They gathered in the drizzle, a dozen identical platinum heads, each one a pale mirror of a ghost. It was not quite the Hollywood Hills, but a grey London square outside the National Portrait Gallery. A hundred years after Norma Jeane Mortenson first opened her eyes, the Marilyn Monroe lookalikes came to pay their respects. And in doing so, they told us something odd and rather wonderful about how we borrow our heroes, and how cultural exports survive the export itself.
Let us be clear: Marilyn Monroe was not British. She was American, through and through – a product of Los Angeles, of the studio system, of the particular kind of loneliness that only fame can breed. And yet, for the past half-century, her image has been partially repatriated. The lookalikes, the impersonators, the drag queens, the students of her particular breathlessness: they are now a fixture of British street culture. At any hen party, at any themed bar, at any Soho nightclub, she is there. She is a mask we wear for a laugh, a tragic icon remade as a camp jester.
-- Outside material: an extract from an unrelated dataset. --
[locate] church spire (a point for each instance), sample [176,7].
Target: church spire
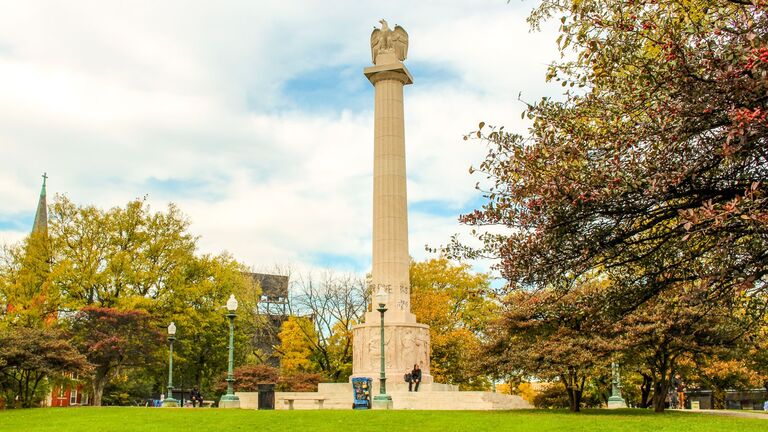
[41,217]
So when they called for a celebration of her centenary, I went along to see what the fuss was about. The answer: not much fuss, and that was the point. There was no great spectacle, no marching band. Just women – and a few men – in white dresses, standing still for photographs, shivering slightly. One of them, a woman in her fifties with the patient face of a primary school teacher, told me she had been doing this for thirty years. “Why?” I asked. She laughed. “Because she makes people happy,” she said. “Even now, even here.”
That is the secret of the cultural export. It is not just the thing itself – the film, the photograph, the whispery voice singing ‘Happy Birthday, Mr. President’. It is what we do with it afterwards. We take the American dream of Marilyn and we turn it into something else: a symbol of endurance against the odds, a bit of glamour on a grey day, a shared joke that everyone understands.
What struck me most was the silence. These were not performers; they were devotees. They stood in a loose knot, each one alone with their own thoughts. A young woman in a replica of the subway dress held a single white rose. A man in heels and a wig adjusted his seams. They did not speak to each other much. They were not there for community. They were there for a private ritual, performed in public.
Perhaps that is the real legacy. Monroe herself was a paradox: the most public of private people, forever projecting an image that she could not control. Now we do it for her, every day, on streets she never walked. The British version of Marilyn is a strange hybrid: part American glamour, part British irony, part stubborn refusal to let a good thing die. As the crowd began to disperse, the lookalikes walked away in different directions, merging into the lunchtime crowds. For a moment, the city was full of Marilyns. Then you blinked, and they were gone.
Happy birthday, Norma Jeane. You handle the afterlife better than most.